CREATE INDEX entries_operation_procedure_steps_proc_sampled_idx
    ON entries_operation_procedure_steps (procedure_id, sampled_at DESC);
CREATE INDEX entries_operation_procedure_steps_proc_kind_sampled_idx
    ON entries_operation_procedure_steps (procedure_id, step_kind, sampled_at DESC);
CREATE INDEX entries_operation_procedure_steps_logbook_idx
    ON entries_operation_procedure_steps (logbook_id);
CREATE INDEX entries_operation_procedure_steps_recorded_at_brin_idx
    ON entries_operation_procedure_steps USING BRIN (recorded_at);

REVOKE UPDATE, DELETE, TRUNCATE ON entries_operation_procedure_steps FROM cora_app;

Polymorphic-with-discriminator: one row per step, with step_kind discriminating between setpoint, action, and check, and the per-kind body shape carried in the payload jsonb column. The table is append-only at the role level (UPDATE / DELETE / TRUNCATE revoked); event_id is the producer-supplied UUIDv7 idempotency key, so retrying a step submission with the same id is a silent no-op via ON CONFLICT (event_id) DO NOTHING. Three timestamps are recorded per entry: sampled_at (when the step physically happened in the field), occurred_at (when the handler processed the append), and recorded_at (when Postgres wrote the row).

Cross-Module boundaries

Module Relationship What's exchanged
Equipment reads-from target_asset_ids references Asset aggregates. Existence and Decommissioned-lifecycle gating runs at start_procedure time via ProcedureStartContext, NOT at register-time.
Run reads-from Optional parent_run_id resolves the Phase-of-Run question: a Procedure with parent_run_id set is a Phase invoked mid-Run; None is a standalone Procedure. The Operation module does not validate the reference.
Recipe reads-from Optional capability_id binds a Procedure to the universal Capability template. The bound Capability must list Procedure in its executor_shapes, enforced at start_procedure.

Examples

The four examples below follow the canonical Procedure path: register a calibration sweep targeting one Asset, start it, append one setpoint step + one check step, then complete it. The append_procedure_step slice carries producer-supplied event_id per entry for safe retries (Idempotency-Key is not used at this slice). For the REST/MCP equivalence, auth, and idempotency conventions these examples share, see Reading the examples on the Modules landing page.

Register a Procedure

POST /procedures
Content-Type: application/json
Idempotency-Key: 9a7d2c3e-4b1f-4f6a-8a2e-5c2c4f3a7b91
X-Principal-Id: 7b1f2d4e-2a3c-4d5e-8f9a-1b2c3d4e5f60

{
  "name": "Beamline 35-BM rotary stage calibration sweep",
  "kind": "calibration",
  "target_asset_ids": ["c1f2d3c4-b5a6-4978-8869-7a6b5c4d3e2f"]
}

A successful call returns 201 Created with {"procedure_id": "<uuid>"}. The Procedure starts in Defined.

mcp.call_tool(
    "register_procedure",
    {
        "name": "Beamline 35-BM rotary stage calibration sweep",
        "kind": "calibration",
        "target_asset_ids": ["c1f2d3c4-b5a6-4978-8869-7a6b5c4d3e2f"],
    },
)

Returns the same response shape as the REST call.

Start the Procedure

POST /procedures/{procedure_id}/start
X-Principal-Id: 7b1f2d4e-2a3c-4d5e-8f9a-1b2c3d4e5f60

A successful call returns 204 No Content. Status moves to Running; the handler pre-loads each target Asset and refuses to start if any are Decommissioned.

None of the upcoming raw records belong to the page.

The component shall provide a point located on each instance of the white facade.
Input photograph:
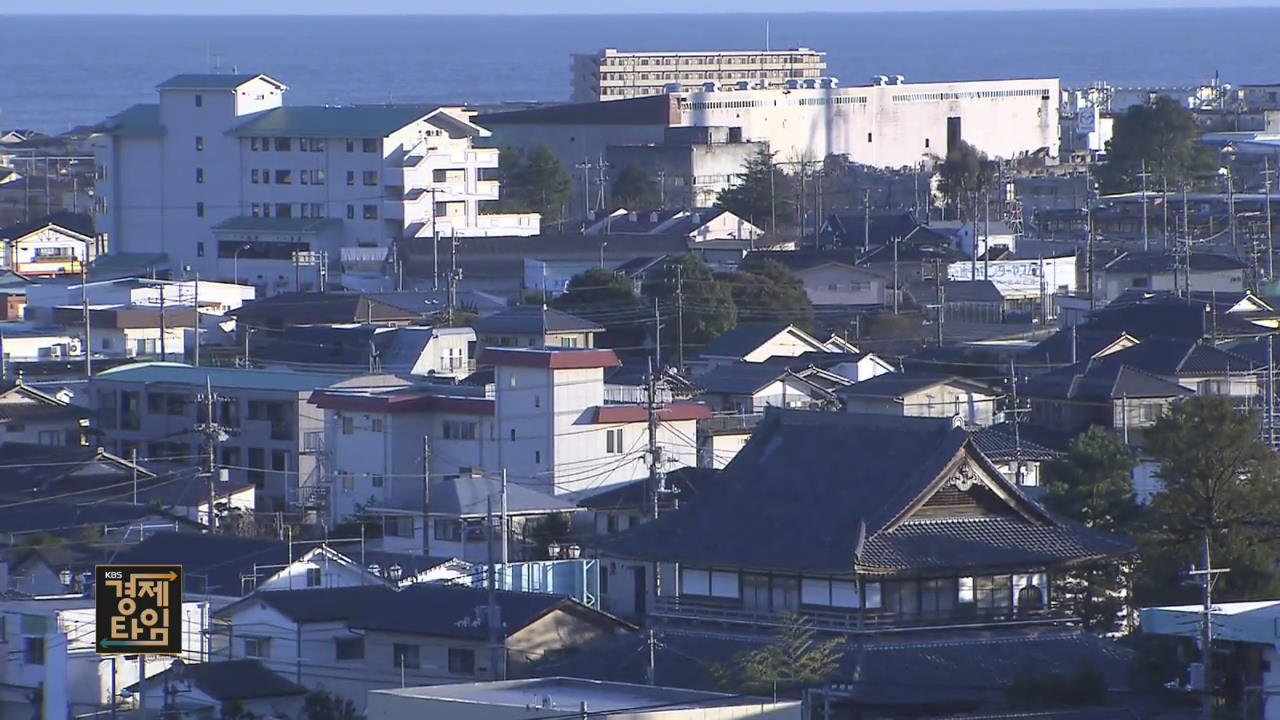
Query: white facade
(222, 164)
(612, 74)
(887, 124)
(51, 642)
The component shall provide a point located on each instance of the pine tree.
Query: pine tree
(1092, 484)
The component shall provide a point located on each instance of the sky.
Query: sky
(592, 7)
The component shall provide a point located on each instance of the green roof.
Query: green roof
(248, 223)
(210, 81)
(318, 121)
(137, 121)
(178, 373)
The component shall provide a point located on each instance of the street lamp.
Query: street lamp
(236, 263)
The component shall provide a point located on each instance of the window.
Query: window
(348, 648)
(462, 661)
(449, 531)
(257, 647)
(33, 651)
(405, 656)
(458, 429)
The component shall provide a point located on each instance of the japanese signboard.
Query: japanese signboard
(138, 609)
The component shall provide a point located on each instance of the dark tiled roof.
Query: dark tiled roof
(229, 679)
(969, 668)
(688, 484)
(533, 319)
(741, 340)
(208, 81)
(739, 378)
(211, 564)
(1165, 263)
(1000, 445)
(652, 110)
(469, 496)
(897, 384)
(321, 121)
(80, 223)
(824, 491)
(1178, 358)
(1056, 349)
(455, 611)
(1100, 379)
(1000, 541)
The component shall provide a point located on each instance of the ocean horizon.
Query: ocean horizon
(106, 63)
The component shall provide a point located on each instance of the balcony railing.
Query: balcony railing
(711, 611)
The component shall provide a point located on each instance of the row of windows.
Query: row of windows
(714, 60)
(368, 212)
(286, 177)
(970, 95)
(307, 144)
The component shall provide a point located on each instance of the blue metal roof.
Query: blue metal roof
(211, 81)
(179, 373)
(318, 121)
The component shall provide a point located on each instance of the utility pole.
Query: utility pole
(494, 614)
(1206, 574)
(426, 493)
(941, 292)
(195, 322)
(213, 433)
(164, 331)
(502, 515)
(1088, 231)
(88, 340)
(656, 477)
(867, 219)
(1146, 242)
(1266, 192)
(680, 318)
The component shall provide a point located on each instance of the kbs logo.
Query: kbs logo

mcp.call_tool("start_procedure", {"procedure_id": "<uuid>"})

Returns the same response shape as the REST call.

Append a setpoint and a check step

POST /procedures/{procedure_id}/steps
Content-Type: application/json
X-Principal-Id: 7b1f2d4e-2a3c-4d5e-8f9a-1b2c3d4e5f60

{
  "entries": [
    {
      "event_id": "0190f001-aaaa-7000-8000-000000000001",
      "step_kind": "setpoint",
      "payload": {
        "channel": "rotary.theta",
        "target_value": 90.0,
        "units": "deg",
        "ramp_rate": 5.0
      },
      "sampled_at": "2026-05-20T14:32:11Z"
    },
    {
      "event_id": "0190f001-aaaa-7000-8000-000000000002",
      "step_kind": "check",
      "payload": {
        "channel": "rotary.theta",
        "expected": 90.0,
        "actual": 89.998,
        "tolerance": 0.01,
        "passed": true
      },
      "sampled_at": "2026-05-20T14:32:18Z"
    }
  ]
}

A successful call returns 200 OK with {"event_count": 2}. The first call also emits ProcedureStepsLogbookOpened on the Procedure stream (lazy open). Re-issuing the same event_id values silently dedupes via ON CONFLICT (event_id) DO NOTHING.

mcp.call_tool(
    "append_procedure_step",
    {
        "procedure_id": "<uuid>",
        "entries": [
            {
                "event_id": "0190f001-aaaa-7000-8000-000000000001",
                "step_kind": "setpoint",
                "payload": {
                    "channel": "rotary.theta",
                    "target_value": 90.0,
                    "units": "deg",
                    "ramp_rate": 5.0,
                },
                "sampled_at": "2026-05-20T14:32:11Z",
            },
            {
                "event_id": "0190f001-aaaa-7000-8000-000000000002",
                "step_kind": "check",
                "payload": {
                    "channel": "rotary.theta",
                    "expected": 90.0,
                    "actual": 89.998,
                    "tolerance": 0.01,
                    "passed": True,
                },
                "sampled_at": "2026-05-20T14:32:18Z",
            },
        ],
    },
)

Returns the same response shape as the REST call.

Complete the Procedure

POST /procedures/{procedure_id}/complete
X-Principal-Id: 7b1f2d4e-2a3c-4d5e-8f9a-1b2c3d4e5f60

A successful call returns 204 No Content. Status moves to Completed; the steps logbook is implicitly closed (subsequent append_procedure_step calls return 409 Conflict).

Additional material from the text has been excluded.